Ian Maynard of network: how to make procurement the natural ally of creativity
For a lead creative agency procurement can be a difficult process, for the very good reason that executing a creative idea may take both agency and client (and their procurement people) to unexpected places. The costs of this may not have been accounted for in the original agreement.
However this doesn’t mean that the relationship needs to be antagonistic.
Jonathan Trimble, CEO of 18 Feet & Rising, one of London’s up-and-coming creative agencies with clients including Nationwide and AkzoNobel, says: “My experience of procurement is that their understanding of the value of ‘softer’ services is inherently difficult to put through the computer in the usual way.
“However, they broadly sit in a positive place of wanting to buy more things from fewer suppliers and this opens up opportunities for agencies – who can prove they can add value across a broader remit – to expand their scope and pay. Another interesting dynamic is that procurement people start by wanting to do the right thing in the relationship with suppliers by creating value over the long term. Unfortunately, less can be said of many marketing departments.”
Tina Fegent (left), whose award-winning consultancy advises clients and agencies on procurement, agrees that the role of procurement is changing.
“Marketing procurement is now valued as a strategic partner to the marketing team,” says Fegent. “They are increasingly working as internal consultants, providing that link with the marketing supplier marketplace and their marketing stakeholders in solving business problems.
“Stakeholders and management now expect procurement to contribute value in a broader sense with a more holistic view of the marketing supply chain.
“This means looking at areas like production and talent management decoupling, sourcing policy (with 20,000 plus agencies just in the UK, what should the agency roster be shaped like and are agencies truly offering integration) and forward planning (looking at marketing budgets and the requirements needed to deliver the business objectives).”

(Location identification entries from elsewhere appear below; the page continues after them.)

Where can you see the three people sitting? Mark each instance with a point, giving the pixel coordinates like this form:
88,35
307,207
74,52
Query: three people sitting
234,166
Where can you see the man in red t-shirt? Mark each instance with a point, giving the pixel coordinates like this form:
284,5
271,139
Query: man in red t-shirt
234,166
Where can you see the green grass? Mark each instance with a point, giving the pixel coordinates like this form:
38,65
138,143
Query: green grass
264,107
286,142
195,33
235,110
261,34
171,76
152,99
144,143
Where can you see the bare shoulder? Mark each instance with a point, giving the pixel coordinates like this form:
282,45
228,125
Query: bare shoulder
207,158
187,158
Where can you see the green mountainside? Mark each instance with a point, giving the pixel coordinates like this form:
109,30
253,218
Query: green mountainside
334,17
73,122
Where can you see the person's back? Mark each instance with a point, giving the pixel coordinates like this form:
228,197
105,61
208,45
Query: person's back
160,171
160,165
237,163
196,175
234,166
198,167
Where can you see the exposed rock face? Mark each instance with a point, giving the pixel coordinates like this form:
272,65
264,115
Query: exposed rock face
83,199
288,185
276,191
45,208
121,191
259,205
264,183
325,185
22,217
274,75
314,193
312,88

From the point of view of a support agency like network, procurement people taking an interest in the wider client/agency relationship is a decided benefit: decoupling, for example, works to our advantage as we believe – rightly or wrongly – that there are some things we can do better than a lead creative agency, especially on high volume accounts like retailers.

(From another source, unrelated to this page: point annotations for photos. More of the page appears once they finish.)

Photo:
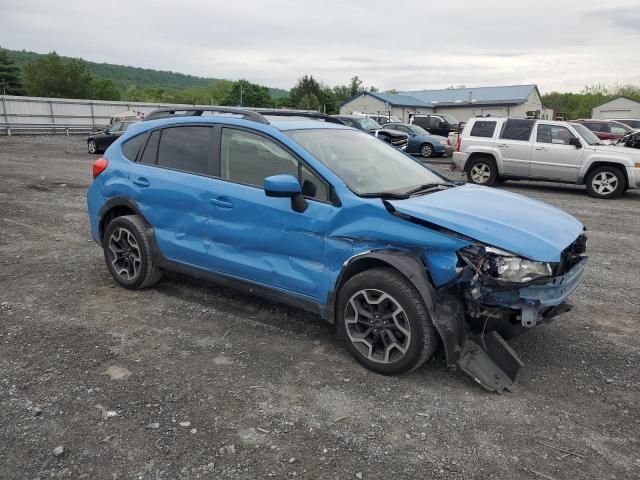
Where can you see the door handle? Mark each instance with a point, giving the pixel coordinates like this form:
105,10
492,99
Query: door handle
221,202
142,182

But it’s still important for the role of the lead creative agency to be clearly established and for them to feel that other suppliers are not chipping away at duties (and payments) that are rightly theirs.
And, just as the status of the lead agency is important, so is the status of procurement in the client organization. As Jonathan Trimble says: “The downside is that procurement typically do not hold enough power in decision making. Edicts and mandates are issued either corporately or by the board members, sometimes a marketing director.
“If these are to drive costs down (as they very often are), then procurement is simply the mouthpiece for bad news, creating a nice distance between members of the marketing team focused on the “brand” whilst someone else does the dirty work. “
So the real ‘enemy,’ for everyone involved in the process of creating advertising (not just the lead agency) is not procurement per se but lack of effective communication and its inevitable corollary – passing the buck.